THE DELAWARE VALLEY DRUG METABOLISM DISCUSSION GROUP
A Symposium on Mass Spectrometric Analysis of Protein Drugs (18April2012)
Presentation Abstracts
Ian Blair
Relative Quantification of Serum Proteins in Pancreatic Cancer by Stable Isotope
Dilution LC-MS
Many methods have been developed to characterize differential proteome expression.
Application of these methods has generated vast lists of candidate biomarker proteins
which await quantification in human samples for validation. Enzyme-linked
immunosorbent assay is the most common method used for the quantification of proteins
in serum due to its high sensitivity and specificity. However, this method becomes
expensive and labor intensive when applied to a large number of proteins and samples. An
innovative multiplexed liquid chromatography-multiple reaction monitoring/mass
spectrometry (LC-MRM/MS)-based assay has been developed for rapidly measuring a
large number of disease specific protein biomarkers in human serum. Furthermore, this
approach uses stable isotope dilution methodology to reliably quantify candidate protein
biomarkers. Human serum was diluted using a stable isotope labeled proteome (SILAP)
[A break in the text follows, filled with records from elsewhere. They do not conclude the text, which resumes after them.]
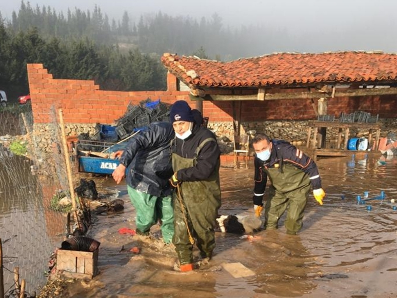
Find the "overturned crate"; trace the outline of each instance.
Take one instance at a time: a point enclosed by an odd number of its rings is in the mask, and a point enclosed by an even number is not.
[[[93,252],[58,249],[56,270],[67,277],[92,279],[99,273],[98,250]]]

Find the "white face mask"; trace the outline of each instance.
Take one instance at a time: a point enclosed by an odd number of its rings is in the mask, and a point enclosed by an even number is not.
[[[270,149],[266,149],[256,153],[256,157],[263,162],[266,162],[270,158]]]
[[[176,136],[176,137],[178,138],[180,138],[181,140],[185,140],[187,137],[188,137],[189,135],[190,135],[192,134],[192,130],[190,128],[184,132],[182,134],[180,134],[179,133],[175,133],[175,135]]]

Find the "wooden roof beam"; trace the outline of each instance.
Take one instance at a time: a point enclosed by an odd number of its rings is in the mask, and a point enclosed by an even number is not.
[[[338,90],[333,89],[332,92],[325,93],[318,91],[303,92],[278,92],[269,93],[264,89],[259,89],[256,94],[250,95],[216,95],[206,94],[204,97],[191,95],[193,101],[272,101],[276,100],[305,100],[320,97],[341,97],[350,96],[369,96],[386,95],[397,95],[397,88],[347,89]],[[263,98],[263,99],[262,99]]]

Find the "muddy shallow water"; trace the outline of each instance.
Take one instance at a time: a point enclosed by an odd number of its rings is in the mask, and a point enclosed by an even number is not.
[[[210,264],[187,273],[172,270],[176,255],[172,246],[161,245],[158,227],[151,240],[118,233],[134,228],[134,210],[125,185],[109,180],[105,187],[120,191],[125,209],[98,216],[89,235],[101,242],[101,273],[70,285],[66,296],[396,297],[397,204],[390,201],[397,200],[397,157],[379,157],[320,160],[327,195],[322,206],[311,196],[298,235],[285,233],[283,217],[279,230],[262,231],[252,239],[217,233]],[[251,212],[253,171],[221,169],[221,214]],[[357,204],[356,195],[368,191],[371,198],[382,190],[384,200]],[[130,251],[134,246],[139,254]],[[222,264],[234,263],[255,274],[233,277]]]

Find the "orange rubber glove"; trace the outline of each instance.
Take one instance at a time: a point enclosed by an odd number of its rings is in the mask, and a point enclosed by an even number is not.
[[[263,206],[258,205],[254,205],[254,211],[255,211],[255,216],[259,217],[261,216],[261,213],[263,210]]]
[[[170,178],[170,183],[171,183],[171,185],[174,187],[176,187],[178,186],[178,184],[181,183],[181,181],[178,180],[178,178],[176,178],[176,172],[174,173],[174,174],[172,175],[172,176]]]
[[[325,192],[322,188],[313,190],[313,195],[314,196],[315,200],[319,202],[320,205],[323,205],[323,199],[325,196]]]

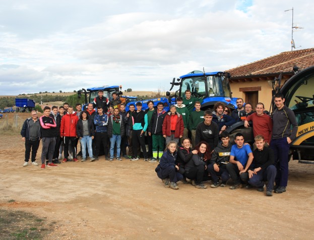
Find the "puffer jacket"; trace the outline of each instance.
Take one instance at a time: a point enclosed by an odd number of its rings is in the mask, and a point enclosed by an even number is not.
[[[76,125],[79,121],[79,117],[76,112],[69,113],[65,115],[61,119],[60,135],[65,137],[76,137]]]
[[[107,134],[108,134],[108,137],[109,138],[111,138],[112,137],[112,131],[113,131],[113,115],[111,115],[109,117],[109,119],[108,120],[108,126],[107,126]],[[121,134],[120,134],[121,138],[123,138],[124,136],[124,134],[125,133],[125,128],[124,128],[124,118],[122,115],[120,114],[120,131],[121,132]]]

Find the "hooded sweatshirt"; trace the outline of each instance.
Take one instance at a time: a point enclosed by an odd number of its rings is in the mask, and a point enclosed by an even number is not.
[[[212,154],[210,164],[217,163],[220,167],[225,168],[227,164],[229,162],[232,146],[230,143],[227,147],[224,147],[220,143],[218,143]]]
[[[60,135],[65,137],[76,137],[76,125],[79,117],[76,112],[70,114],[68,112],[61,119]]]

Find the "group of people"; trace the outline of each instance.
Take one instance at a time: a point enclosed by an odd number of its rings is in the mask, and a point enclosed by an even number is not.
[[[192,139],[184,136],[178,147],[177,142],[168,142],[155,169],[164,187],[178,189],[177,183],[181,181],[204,189],[207,186],[204,182],[211,180],[211,187],[215,188],[226,187],[231,178],[231,190],[255,187],[264,192],[266,186],[268,196],[272,196],[273,190],[276,193],[286,192],[289,144],[296,137],[297,124],[293,111],[284,105],[283,95],[277,93],[274,99],[277,108],[272,117],[265,113],[261,102],[253,112],[252,104],[243,106],[243,99],[238,98],[237,109],[230,115],[230,110],[221,102],[215,105],[214,112],[207,110],[200,114],[200,103],[196,101],[195,111],[187,118]],[[197,114],[199,117],[194,117]],[[201,118],[202,121],[191,127]],[[240,133],[234,136],[234,143],[230,142],[225,130],[239,121],[244,121],[245,128],[253,123],[253,146],[245,143]]]
[[[142,103],[137,102],[130,104],[127,111],[117,94],[112,93],[109,101],[102,90],[85,110],[80,104],[75,110],[66,103],[58,109],[56,106],[51,109],[45,106],[39,118],[32,111],[21,132],[25,142],[23,166],[28,165],[31,150],[32,164],[38,165],[35,158],[40,139],[41,169],[45,169],[46,161],[48,167],[57,166],[60,160],[79,161],[79,140],[83,162],[88,157],[92,162],[98,160],[102,150],[109,161],[113,160],[115,153],[117,160],[124,157],[137,161],[141,148],[144,161],[159,160],[157,175],[165,187],[173,189],[178,188],[179,181],[200,189],[206,188],[204,182],[210,179],[213,188],[225,187],[231,177],[231,189],[245,184],[246,188],[255,186],[264,191],[267,179],[268,196],[274,187],[276,193],[286,191],[289,144],[295,137],[297,125],[293,111],[284,104],[283,96],[275,96],[277,109],[272,119],[264,113],[262,103],[257,104],[255,112],[252,104],[244,105],[241,98],[237,99],[237,108],[232,112],[222,102],[216,103],[213,111],[204,111],[201,110],[202,99],[192,97],[189,90],[185,96],[177,97],[176,104],[171,105],[168,112],[161,102],[155,109],[152,101],[147,102],[145,111]],[[253,151],[241,134],[235,135],[234,145],[230,142],[225,130],[239,121],[244,121],[247,128],[253,123]]]

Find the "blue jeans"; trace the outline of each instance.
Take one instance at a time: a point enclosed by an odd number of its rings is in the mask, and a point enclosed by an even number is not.
[[[110,138],[110,157],[113,158],[114,151],[114,144],[116,143],[116,157],[120,157],[120,147],[121,145],[121,135],[112,134],[112,137]]]
[[[93,157],[93,148],[92,147],[92,143],[93,140],[92,137],[89,135],[85,135],[80,139],[81,142],[81,148],[82,150],[82,156],[83,158],[86,158],[86,144],[87,144],[87,148],[88,149],[88,154],[90,157]]]
[[[287,187],[290,151],[290,145],[287,141],[287,138],[272,139],[270,147],[274,151],[275,166],[277,168],[277,175],[275,179],[276,186]]]

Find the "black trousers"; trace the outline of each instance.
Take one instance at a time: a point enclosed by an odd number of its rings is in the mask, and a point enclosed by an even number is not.
[[[127,145],[128,144],[128,137],[125,135],[121,139],[121,151],[122,155],[127,155]]]
[[[146,146],[145,146],[145,137],[144,134],[141,136],[141,132],[142,130],[135,130],[133,129],[132,131],[133,157],[136,157],[138,155],[138,146],[139,145],[139,143],[140,143],[140,145],[141,147],[142,147],[143,154],[144,155],[144,158],[147,158],[147,152],[146,151]]]
[[[78,145],[78,139],[76,137],[64,137],[64,142],[65,143],[64,154],[65,158],[69,157],[69,143],[71,141],[72,147],[72,154],[73,158],[76,158],[77,147]]]
[[[147,136],[146,136],[147,139],[147,143],[148,144],[148,158],[151,158],[153,157],[153,135],[149,136],[148,133],[147,133]]]
[[[243,167],[245,166],[243,166]],[[247,183],[248,173],[246,172],[240,174],[240,170],[236,164],[229,162],[227,164],[227,170],[231,177],[232,181],[233,181],[233,184]]]
[[[95,144],[96,145],[96,151],[95,152],[95,157],[98,157],[99,155],[100,147],[102,144],[105,155],[108,156],[108,134],[107,132],[104,133],[95,133]]]
[[[184,176],[191,180],[195,180],[197,185],[203,181],[205,168],[203,165],[199,165],[185,170]]]
[[[39,147],[39,140],[35,141],[28,140],[25,139],[25,161],[29,160],[29,157],[32,150],[32,162],[36,160],[36,155]]]

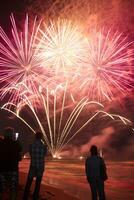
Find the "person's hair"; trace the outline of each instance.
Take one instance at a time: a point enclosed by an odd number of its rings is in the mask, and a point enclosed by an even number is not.
[[[91,155],[98,155],[98,149],[96,145],[92,145],[90,148]]]
[[[41,132],[38,131],[38,132],[35,133],[35,138],[36,139],[42,139],[42,137],[43,137],[43,135],[42,135]]]
[[[14,129],[12,127],[6,127],[4,129],[4,137],[12,139]]]

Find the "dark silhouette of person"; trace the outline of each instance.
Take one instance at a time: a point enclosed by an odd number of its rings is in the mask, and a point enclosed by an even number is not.
[[[106,173],[106,165],[98,155],[97,146],[92,145],[90,148],[91,155],[87,157],[85,162],[85,171],[87,181],[90,185],[92,200],[105,200],[104,181],[108,178]]]
[[[34,177],[36,178],[36,182],[33,192],[33,200],[37,200],[39,198],[40,184],[45,169],[45,156],[47,154],[47,146],[42,141],[42,137],[42,133],[37,132],[35,134],[35,140],[29,148],[31,163],[24,190],[23,200],[28,199],[30,187]]]
[[[4,130],[4,139],[0,140],[0,200],[9,187],[10,200],[17,198],[18,164],[21,160],[21,145],[13,140],[14,130],[7,127]]]

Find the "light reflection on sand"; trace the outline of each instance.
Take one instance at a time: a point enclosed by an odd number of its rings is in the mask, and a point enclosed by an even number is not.
[[[23,160],[20,171],[27,172],[29,161]],[[134,199],[134,162],[107,162],[109,180],[106,182],[108,200]],[[47,160],[43,183],[63,189],[81,200],[90,200],[84,161]]]

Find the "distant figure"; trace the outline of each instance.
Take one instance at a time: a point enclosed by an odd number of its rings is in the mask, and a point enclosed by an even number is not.
[[[37,132],[35,134],[35,141],[32,145],[30,145],[29,153],[31,157],[31,163],[24,190],[23,200],[28,199],[29,190],[34,177],[36,178],[36,182],[33,193],[33,200],[37,200],[39,197],[40,184],[44,172],[45,156],[47,154],[47,146],[42,141],[42,133]]]
[[[4,139],[0,139],[0,200],[9,187],[10,200],[17,197],[18,164],[21,160],[21,146],[13,140],[13,128],[4,131]]]
[[[92,200],[105,200],[104,181],[108,178],[106,174],[106,165],[98,155],[97,146],[90,148],[91,155],[85,162],[87,181],[91,188]]]

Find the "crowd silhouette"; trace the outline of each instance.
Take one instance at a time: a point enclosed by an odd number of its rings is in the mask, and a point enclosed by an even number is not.
[[[22,199],[29,199],[31,184],[33,178],[35,178],[32,199],[39,200],[40,185],[47,155],[47,146],[43,141],[43,134],[41,132],[36,132],[34,141],[29,146],[29,154],[31,162]],[[4,193],[6,191],[9,191],[9,200],[18,199],[18,165],[21,159],[22,147],[14,137],[14,129],[6,127],[3,137],[0,138],[0,200],[5,200]],[[90,147],[89,155],[85,160],[85,175],[90,186],[92,200],[106,200],[104,190],[104,182],[108,179],[106,165],[95,145]]]

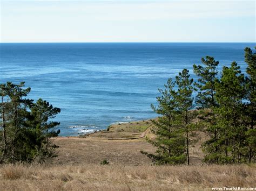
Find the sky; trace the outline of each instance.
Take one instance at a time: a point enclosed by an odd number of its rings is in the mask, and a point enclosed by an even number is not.
[[[256,41],[256,1],[0,2],[1,43]]]

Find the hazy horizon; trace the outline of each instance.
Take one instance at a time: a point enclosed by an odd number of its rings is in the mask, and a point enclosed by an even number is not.
[[[254,1],[9,1],[1,43],[255,43]]]

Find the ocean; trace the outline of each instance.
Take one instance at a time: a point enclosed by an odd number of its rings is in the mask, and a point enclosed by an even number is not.
[[[158,88],[206,55],[219,69],[236,61],[245,72],[244,49],[255,43],[2,43],[0,83],[25,81],[28,98],[46,100],[61,112],[60,136],[106,129],[157,115]]]

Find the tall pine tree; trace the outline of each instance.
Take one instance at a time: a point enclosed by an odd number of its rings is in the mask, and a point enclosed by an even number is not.
[[[156,154],[146,154],[156,164],[183,164],[186,161],[185,139],[182,129],[177,124],[178,104],[177,93],[173,90],[175,82],[169,79],[164,90],[159,89],[161,96],[157,97],[157,107],[152,108],[161,115],[157,120],[153,121],[151,131],[156,135],[154,139],[147,140],[157,147]]]

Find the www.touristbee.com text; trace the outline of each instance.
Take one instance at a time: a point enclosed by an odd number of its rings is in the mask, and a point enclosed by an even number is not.
[[[256,190],[255,188],[243,187],[215,187],[212,188],[212,190]]]

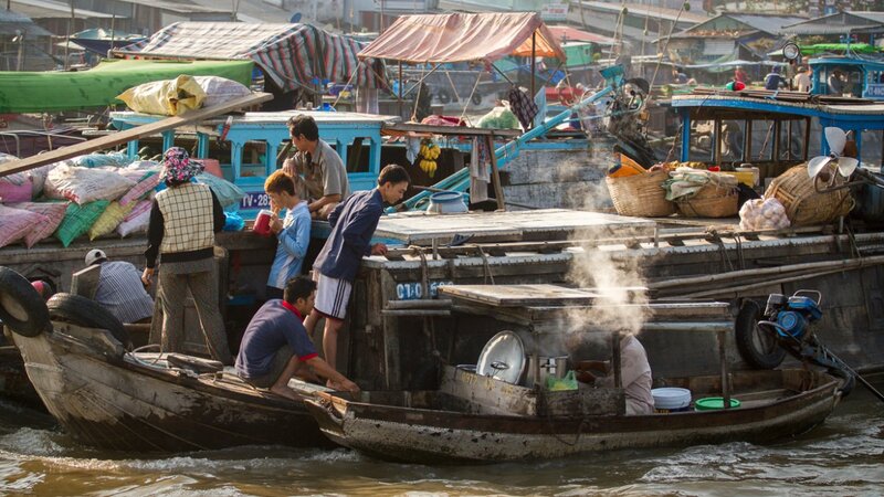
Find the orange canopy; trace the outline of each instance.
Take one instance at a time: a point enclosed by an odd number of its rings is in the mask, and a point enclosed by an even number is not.
[[[410,63],[488,61],[507,55],[565,61],[565,52],[537,12],[401,15],[358,57]]]

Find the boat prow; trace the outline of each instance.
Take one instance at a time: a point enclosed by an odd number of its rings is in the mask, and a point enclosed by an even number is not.
[[[444,374],[452,383],[497,381],[454,368]],[[688,388],[697,398],[716,395],[718,381],[693,377],[664,384]],[[445,380],[435,391],[366,392],[360,401],[319,394],[306,403],[329,438],[372,456],[408,463],[491,463],[733,441],[767,443],[822,423],[841,398],[838,379],[809,370],[738,372],[733,381],[735,398],[741,400],[738,409],[650,415],[488,414],[483,405],[452,394]],[[523,398],[532,394],[509,387]],[[573,395],[598,396],[592,390],[600,389],[581,385]]]

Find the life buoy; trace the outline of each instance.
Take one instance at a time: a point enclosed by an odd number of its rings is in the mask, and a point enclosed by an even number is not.
[[[442,103],[442,104],[448,104],[449,102],[451,102],[451,95],[445,89],[440,89],[435,94],[435,97],[439,98],[439,102]]]
[[[110,331],[123,347],[131,349],[129,332],[116,316],[101,304],[81,295],[55,294],[49,302],[49,314],[53,318],[61,318],[77,326],[101,328]]]
[[[24,276],[0,266],[0,320],[23,337],[36,337],[52,327],[46,303]]]

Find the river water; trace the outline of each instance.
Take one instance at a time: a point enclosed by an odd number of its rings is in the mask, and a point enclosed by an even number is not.
[[[82,447],[48,415],[0,403],[0,493],[881,496],[884,404],[857,389],[824,425],[768,446],[732,443],[518,464],[422,466],[383,463],[344,448],[240,447],[133,457]]]

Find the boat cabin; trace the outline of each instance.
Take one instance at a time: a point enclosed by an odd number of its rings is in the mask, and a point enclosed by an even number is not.
[[[884,101],[884,59],[823,56],[810,60],[812,95],[853,96]],[[843,88],[830,87],[830,77],[840,72]]]
[[[328,142],[344,160],[350,190],[375,187],[381,167],[380,130],[385,121],[394,117],[315,110],[245,113],[208,119],[187,129],[165,131],[162,150],[176,145],[188,149],[196,146],[196,158],[217,157],[224,179],[245,192],[240,203],[241,212],[254,216],[259,210],[270,207],[270,199],[264,193],[264,180],[278,169],[277,155],[290,141],[286,123],[298,115],[309,115],[316,119],[319,138]],[[120,112],[112,113],[110,118],[118,129],[125,130],[164,117]],[[138,157],[139,148],[138,140],[128,142],[127,152],[131,159]]]
[[[684,133],[675,144],[681,161],[720,166],[723,170],[749,163],[761,178],[774,178],[790,167],[829,154],[823,128],[853,131],[864,167],[878,167],[882,159],[884,105],[864,99],[822,99],[809,104],[804,97],[760,97],[750,92],[697,88],[675,95],[672,107]]]

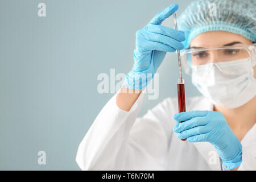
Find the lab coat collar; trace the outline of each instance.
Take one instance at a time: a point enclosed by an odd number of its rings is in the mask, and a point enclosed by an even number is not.
[[[213,104],[205,97],[200,100],[193,107],[193,110],[213,110]],[[192,142],[202,157],[209,165],[210,168],[214,171],[221,170],[220,158],[214,146],[209,142]]]

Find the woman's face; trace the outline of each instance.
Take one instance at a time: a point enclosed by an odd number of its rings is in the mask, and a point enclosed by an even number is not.
[[[204,32],[198,35],[192,40],[190,47],[219,47],[235,42],[241,42],[242,44],[246,45],[253,44],[251,40],[240,35],[226,31],[216,31]],[[214,59],[214,55],[212,55],[211,57]],[[253,67],[253,69],[254,72],[254,76],[256,78],[256,65]]]

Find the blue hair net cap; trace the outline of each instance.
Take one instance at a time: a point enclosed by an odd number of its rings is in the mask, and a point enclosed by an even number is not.
[[[256,41],[255,0],[198,0],[177,18],[179,30],[184,32],[184,48],[199,34],[226,31]]]

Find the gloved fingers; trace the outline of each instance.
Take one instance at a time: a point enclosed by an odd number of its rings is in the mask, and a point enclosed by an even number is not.
[[[204,133],[200,135],[194,135],[187,138],[187,140],[189,142],[208,142],[207,137],[208,133]]]
[[[174,131],[176,133],[182,132],[195,127],[204,126],[209,123],[209,119],[206,117],[195,117],[185,122],[179,123],[174,127]]]
[[[205,126],[199,126],[178,133],[177,136],[180,139],[188,138],[194,135],[207,133],[209,131],[209,129]]]
[[[166,45],[162,43],[148,40],[144,39],[142,42],[142,44],[139,46],[140,49],[142,48],[144,50],[156,50],[163,52],[175,52],[176,49],[168,45]]]
[[[178,5],[174,3],[164,10],[159,12],[150,22],[154,24],[160,24],[166,18],[173,14],[179,8]]]
[[[208,115],[208,110],[192,110],[175,114],[174,119],[178,121],[187,121],[195,117],[201,117]]]
[[[148,31],[142,32],[139,34],[141,34],[140,35],[138,35],[138,36],[142,36],[143,38],[147,40],[156,42],[167,45],[171,47],[172,47],[175,50],[180,50],[184,48],[184,45],[183,43],[166,35],[150,32]],[[139,40],[138,42],[139,42]]]
[[[151,32],[160,34],[177,41],[184,41],[185,40],[185,33],[181,30],[176,30],[174,28],[165,27],[162,25],[156,25],[148,23],[145,29]]]

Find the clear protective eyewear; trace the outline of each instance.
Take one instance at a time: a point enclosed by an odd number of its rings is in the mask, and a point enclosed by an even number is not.
[[[217,66],[245,59],[250,59],[253,67],[256,64],[256,43],[251,45],[237,44],[217,48],[185,49],[180,51],[180,59],[183,69],[189,75],[191,75],[192,67],[193,66],[203,68],[204,65],[210,64]],[[225,72],[225,70],[221,71]]]

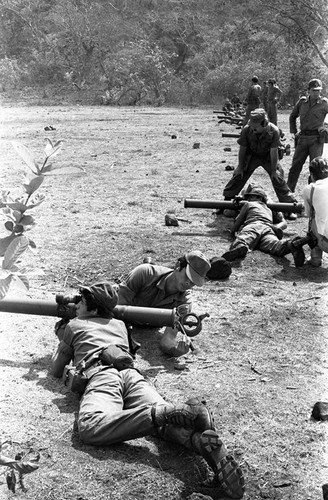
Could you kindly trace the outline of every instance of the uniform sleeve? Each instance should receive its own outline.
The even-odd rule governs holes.
[[[311,184],[308,184],[307,186],[305,186],[302,193],[304,200],[305,215],[307,217],[310,217],[311,213],[310,193],[311,193]]]
[[[141,264],[133,269],[124,283],[119,286],[118,304],[132,306],[135,296],[143,289],[150,276],[149,264]]]
[[[248,146],[248,139],[247,139],[247,131],[248,131],[248,125],[246,125],[242,131],[241,131],[241,134],[240,134],[240,137],[237,141],[237,143],[239,144],[239,146],[244,146],[244,148],[247,148]]]
[[[300,103],[301,103],[301,99],[295,104],[295,106],[294,106],[294,108],[289,116],[289,131],[291,134],[297,133],[296,120],[297,120],[297,117],[300,115]]]
[[[271,149],[277,148],[278,146],[280,146],[280,134],[279,129],[275,127],[273,129]]]
[[[68,365],[73,359],[74,349],[71,345],[72,335],[72,330],[68,324],[51,359],[50,373],[54,377],[60,378],[63,374],[65,366]]]

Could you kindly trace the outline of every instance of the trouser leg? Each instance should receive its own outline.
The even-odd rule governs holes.
[[[243,176],[240,177],[240,175],[233,175],[223,190],[223,196],[225,198],[234,198],[237,196],[258,166],[259,163],[256,159],[251,158],[248,160],[247,168],[243,171]]]
[[[151,408],[156,403],[167,404],[138,371],[102,370],[92,377],[80,403],[81,439],[106,446],[153,434]]]
[[[303,165],[310,154],[309,144],[313,143],[313,141],[309,141],[309,139],[310,138],[307,136],[300,136],[298,139],[298,144],[296,146],[292,160],[292,166],[289,169],[287,178],[288,187],[292,192],[295,191],[296,184],[302,172]]]
[[[283,256],[291,252],[288,240],[279,240],[273,230],[269,227],[262,232],[258,248],[264,253],[277,256]]]
[[[270,160],[266,160],[263,162],[263,168],[264,170],[270,175],[272,175],[272,166]],[[281,203],[294,203],[296,201],[295,196],[289,189],[286,181],[285,181],[285,175],[284,171],[278,163],[277,165],[277,179],[273,178],[271,179],[272,182],[272,187],[275,190],[275,193],[277,195],[278,200]]]
[[[254,250],[261,239],[262,226],[263,225],[260,223],[253,223],[245,226],[237,233],[235,240],[230,246],[230,250],[241,245],[247,246],[248,250]]]

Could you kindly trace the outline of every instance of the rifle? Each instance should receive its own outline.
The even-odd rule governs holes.
[[[236,196],[233,200],[193,200],[193,199],[185,199],[184,207],[185,208],[215,208],[215,209],[223,209],[223,210],[236,210],[238,212],[241,207],[244,205],[246,200],[244,200],[241,196]],[[301,214],[303,212],[302,203],[267,203],[268,208],[273,210],[274,212],[283,212],[283,213],[298,213]]]
[[[76,316],[76,304],[79,296],[56,295],[56,301],[9,299],[0,300],[0,312],[16,314],[32,314],[37,316],[55,316],[70,320]],[[113,309],[114,318],[125,323],[147,326],[177,327],[189,337],[194,337],[202,330],[202,320],[208,313],[196,315],[187,313],[180,316],[177,309],[160,309],[155,307],[116,306]]]

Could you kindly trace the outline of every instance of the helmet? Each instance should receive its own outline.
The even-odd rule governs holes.
[[[244,193],[244,198],[247,199],[249,196],[259,196],[265,203],[268,201],[266,192],[260,186],[249,186]]]

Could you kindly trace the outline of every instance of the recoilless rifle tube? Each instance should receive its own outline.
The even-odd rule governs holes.
[[[234,200],[193,200],[185,199],[185,208],[211,208],[211,209],[227,209],[227,210],[240,210],[246,200],[235,198]],[[267,206],[274,212],[283,213],[298,213],[303,212],[302,203],[267,203]]]
[[[53,300],[13,299],[0,300],[0,312],[14,314],[31,314],[37,316],[55,316],[57,318],[72,319],[76,316],[78,296],[67,297],[56,295]],[[124,323],[147,325],[154,327],[178,327],[189,337],[194,337],[202,330],[202,320],[209,314],[196,315],[187,313],[180,316],[177,309],[162,309],[155,307],[116,306],[113,309],[114,318]]]

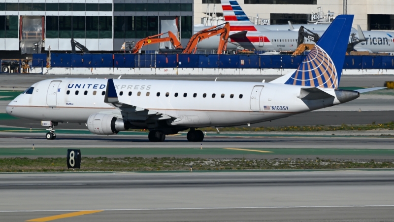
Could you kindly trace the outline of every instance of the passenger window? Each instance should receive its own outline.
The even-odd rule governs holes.
[[[26,93],[27,94],[33,94],[33,91],[34,90],[34,87],[30,87],[26,90],[24,93]]]

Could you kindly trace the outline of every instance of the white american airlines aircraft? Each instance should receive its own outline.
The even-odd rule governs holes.
[[[270,31],[268,26],[256,25],[251,22],[236,0],[222,0],[222,8],[225,20],[230,23],[230,41],[227,49],[245,48],[258,51],[291,51],[297,48],[298,38],[298,29],[291,31]],[[284,26],[286,26],[286,25]],[[305,27],[320,36],[327,28],[326,25],[305,25]],[[314,28],[316,27],[316,29]],[[204,27],[195,26],[195,32]],[[283,30],[283,29],[282,29]],[[239,33],[240,32],[243,33]],[[245,34],[245,31],[247,32]],[[239,33],[238,35],[237,33]],[[240,35],[243,33],[243,35]],[[364,31],[352,29],[351,34],[356,39],[364,40],[356,44],[354,49],[359,51],[370,52],[394,52],[394,33],[392,32]],[[213,37],[198,43],[198,48],[201,49],[217,49],[219,37]],[[354,42],[350,34],[349,43]],[[314,42],[305,38],[305,43],[314,44]]]
[[[92,133],[148,129],[149,141],[190,129],[249,124],[330,107],[364,92],[338,89],[353,15],[340,15],[294,73],[269,83],[57,78],[33,84],[7,106],[7,113],[49,123],[86,123]]]

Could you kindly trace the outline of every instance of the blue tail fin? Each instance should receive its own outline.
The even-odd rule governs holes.
[[[352,15],[336,16],[285,84],[338,88],[354,17]]]

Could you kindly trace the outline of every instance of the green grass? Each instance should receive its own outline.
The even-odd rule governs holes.
[[[23,91],[0,90],[0,96],[7,97],[4,98],[0,98],[0,100],[1,101],[12,100],[23,92]]]
[[[0,172],[59,172],[68,169],[66,158],[0,159]],[[225,170],[294,170],[393,168],[390,161],[316,159],[203,159],[200,158],[83,157],[79,171],[163,171]]]

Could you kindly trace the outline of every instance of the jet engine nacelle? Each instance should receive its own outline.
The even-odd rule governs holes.
[[[94,113],[88,118],[89,131],[98,135],[116,134],[127,129],[123,120],[109,114]]]

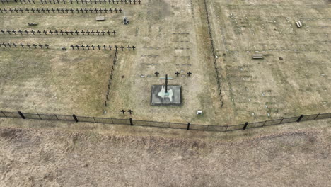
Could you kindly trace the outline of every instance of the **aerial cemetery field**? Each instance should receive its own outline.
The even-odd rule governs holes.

standard prepared from the secretome of pancreatic cell lines, subjected to immunoaffinity
removal of the most highly abundant proteins, trypsin digested, and analyzed by
LC-MRM/MS. The method was found to be precise, linear, and specific for the relative
quantification of 72 proteins when analyte response was normalized to the relevant internal
standard (IS) from the SILAP. The method made it possible to determine statistically
different concentrations for three proteins (cystatin M, IGF binding protein 7, and villin 2)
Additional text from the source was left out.